Maybe it should, given the stigma and the difficulties some women face in breastfeeding their children. In one case, a Detroit mother, Afrykayn Moon, was nursing her 2-week old infant on a public bus. She was asked to leave the bus after the bus driver told her to either cover up or get off.
In Michigan, breastfeeding laws protect women from indecent exposure charges. But, they do not protect women from discrimination, reports the Detroit Free Press. What states do - and don't - protect women and to what extent?
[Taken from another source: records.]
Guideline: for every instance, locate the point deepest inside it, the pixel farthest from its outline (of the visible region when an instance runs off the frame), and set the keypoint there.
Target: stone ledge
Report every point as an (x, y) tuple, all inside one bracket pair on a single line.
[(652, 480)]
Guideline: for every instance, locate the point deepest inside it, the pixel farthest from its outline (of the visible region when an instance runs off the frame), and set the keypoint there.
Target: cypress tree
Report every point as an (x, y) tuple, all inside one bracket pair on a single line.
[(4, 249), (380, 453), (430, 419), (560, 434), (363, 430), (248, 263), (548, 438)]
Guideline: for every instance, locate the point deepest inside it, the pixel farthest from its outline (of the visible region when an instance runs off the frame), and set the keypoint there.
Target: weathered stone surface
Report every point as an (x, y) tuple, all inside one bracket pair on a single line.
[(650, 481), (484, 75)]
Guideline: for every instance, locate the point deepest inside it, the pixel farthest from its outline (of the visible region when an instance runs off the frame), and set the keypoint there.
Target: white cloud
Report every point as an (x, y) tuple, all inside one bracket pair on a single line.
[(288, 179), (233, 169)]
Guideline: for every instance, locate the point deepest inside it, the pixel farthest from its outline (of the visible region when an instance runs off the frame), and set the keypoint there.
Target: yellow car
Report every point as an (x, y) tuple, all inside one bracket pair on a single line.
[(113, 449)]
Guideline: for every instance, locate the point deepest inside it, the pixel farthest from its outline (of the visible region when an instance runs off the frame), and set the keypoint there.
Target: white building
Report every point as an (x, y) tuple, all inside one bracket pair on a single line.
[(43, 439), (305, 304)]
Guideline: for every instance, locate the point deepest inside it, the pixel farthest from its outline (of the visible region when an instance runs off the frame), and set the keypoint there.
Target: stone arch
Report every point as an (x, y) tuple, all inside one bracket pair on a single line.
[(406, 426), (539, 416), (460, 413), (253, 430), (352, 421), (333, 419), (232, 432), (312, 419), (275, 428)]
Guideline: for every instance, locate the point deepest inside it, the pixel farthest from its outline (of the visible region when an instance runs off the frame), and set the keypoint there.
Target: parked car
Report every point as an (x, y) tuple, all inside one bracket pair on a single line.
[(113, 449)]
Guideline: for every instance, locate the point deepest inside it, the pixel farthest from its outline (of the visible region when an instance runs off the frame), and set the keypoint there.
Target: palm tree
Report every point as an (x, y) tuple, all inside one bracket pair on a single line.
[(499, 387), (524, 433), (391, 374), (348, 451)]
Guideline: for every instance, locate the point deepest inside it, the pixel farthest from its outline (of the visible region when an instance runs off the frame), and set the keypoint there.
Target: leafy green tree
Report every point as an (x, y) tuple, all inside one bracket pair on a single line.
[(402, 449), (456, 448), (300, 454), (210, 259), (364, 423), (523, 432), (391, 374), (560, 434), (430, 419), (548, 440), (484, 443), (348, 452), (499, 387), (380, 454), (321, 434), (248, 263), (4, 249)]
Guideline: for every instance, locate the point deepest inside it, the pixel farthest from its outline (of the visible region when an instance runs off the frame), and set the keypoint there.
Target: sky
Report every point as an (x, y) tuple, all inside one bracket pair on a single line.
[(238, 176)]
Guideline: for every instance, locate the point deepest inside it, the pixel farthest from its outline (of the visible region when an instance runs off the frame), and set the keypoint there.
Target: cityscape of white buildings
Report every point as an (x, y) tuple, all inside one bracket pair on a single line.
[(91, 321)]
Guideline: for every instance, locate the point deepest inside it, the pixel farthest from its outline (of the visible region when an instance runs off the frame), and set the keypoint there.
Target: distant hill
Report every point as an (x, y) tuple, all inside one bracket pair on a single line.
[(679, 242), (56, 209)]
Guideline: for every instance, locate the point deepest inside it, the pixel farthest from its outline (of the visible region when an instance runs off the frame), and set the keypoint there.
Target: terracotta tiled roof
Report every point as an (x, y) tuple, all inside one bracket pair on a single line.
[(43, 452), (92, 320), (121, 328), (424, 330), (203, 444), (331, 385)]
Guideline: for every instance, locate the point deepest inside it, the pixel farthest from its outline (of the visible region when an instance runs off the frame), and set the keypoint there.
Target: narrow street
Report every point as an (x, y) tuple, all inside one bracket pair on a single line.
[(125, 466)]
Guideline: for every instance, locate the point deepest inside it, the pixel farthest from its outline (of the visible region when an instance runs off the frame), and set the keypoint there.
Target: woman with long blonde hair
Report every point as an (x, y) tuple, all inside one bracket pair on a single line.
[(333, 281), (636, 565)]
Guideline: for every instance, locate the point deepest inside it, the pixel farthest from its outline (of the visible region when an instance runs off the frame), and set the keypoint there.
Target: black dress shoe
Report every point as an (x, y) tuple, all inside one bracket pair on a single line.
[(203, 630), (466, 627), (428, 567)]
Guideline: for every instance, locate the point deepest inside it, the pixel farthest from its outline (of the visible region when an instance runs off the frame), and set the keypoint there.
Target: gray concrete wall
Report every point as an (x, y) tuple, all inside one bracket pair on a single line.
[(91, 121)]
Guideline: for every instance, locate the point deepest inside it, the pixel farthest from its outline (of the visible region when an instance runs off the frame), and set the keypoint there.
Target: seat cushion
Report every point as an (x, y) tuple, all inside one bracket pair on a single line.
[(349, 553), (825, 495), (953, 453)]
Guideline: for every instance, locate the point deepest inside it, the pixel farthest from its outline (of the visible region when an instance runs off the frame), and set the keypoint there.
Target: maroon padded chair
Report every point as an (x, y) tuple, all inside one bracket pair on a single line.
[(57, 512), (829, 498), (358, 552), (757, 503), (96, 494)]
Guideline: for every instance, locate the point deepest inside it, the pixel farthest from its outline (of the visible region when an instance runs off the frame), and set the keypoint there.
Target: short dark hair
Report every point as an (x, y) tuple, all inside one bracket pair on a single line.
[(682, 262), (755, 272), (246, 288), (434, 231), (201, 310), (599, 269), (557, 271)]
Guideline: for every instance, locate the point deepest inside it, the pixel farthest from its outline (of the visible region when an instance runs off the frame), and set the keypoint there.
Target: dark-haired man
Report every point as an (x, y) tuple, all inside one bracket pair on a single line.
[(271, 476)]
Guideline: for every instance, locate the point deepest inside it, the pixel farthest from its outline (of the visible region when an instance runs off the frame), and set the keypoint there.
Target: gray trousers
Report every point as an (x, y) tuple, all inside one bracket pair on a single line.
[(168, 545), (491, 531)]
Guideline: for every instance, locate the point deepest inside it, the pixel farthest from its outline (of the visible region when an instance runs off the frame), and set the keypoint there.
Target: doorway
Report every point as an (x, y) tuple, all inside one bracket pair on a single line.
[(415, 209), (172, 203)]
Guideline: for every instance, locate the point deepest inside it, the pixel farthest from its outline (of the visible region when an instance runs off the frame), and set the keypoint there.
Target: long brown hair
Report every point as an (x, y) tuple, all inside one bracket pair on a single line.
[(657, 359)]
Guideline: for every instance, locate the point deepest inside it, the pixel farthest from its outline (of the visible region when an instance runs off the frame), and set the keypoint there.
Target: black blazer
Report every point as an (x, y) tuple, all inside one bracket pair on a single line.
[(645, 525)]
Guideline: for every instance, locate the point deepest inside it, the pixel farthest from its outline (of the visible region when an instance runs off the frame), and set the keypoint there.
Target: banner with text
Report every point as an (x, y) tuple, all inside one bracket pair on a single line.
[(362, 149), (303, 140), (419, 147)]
According to the National Conference of State Legislatures, there are about 45 states that have laws that specifically allow women to breastfeed in public. Twenty-eight states exempt women from public indecency charges if they breastfeed in public. And, 24 states have more laws that allow breastfeeding women to do so in the workplace. Twelve states have laws that exempt breastfeeding mothers from jury duty.
And lastly, five states and Puerto Rico, including California, Illinois, Minnesota, Missouri and Vermont, have encouraged breastfeeding through education awareness and other public campaigns.
Breastfeeding laws vary from state to state. Some states specifically allow public breastfeeding. And, as odd as it seems some states even have laws about the distribution, use or procurement of human breast milk.
There is also federal law requiring employers to give certain breaks to mothers who wish to breastfeed their children.
In Michigan, legislators are now thinking of introducing more legislation on breastfeeding laws to protect nursing mothers from discrimination. And, in response to Moon's discrimination on the bus for breastfeeding in public, the Black Mothers Breast Feeding Association, which Moon is a member of, staged a nurse-in to protest the bus driver's actions.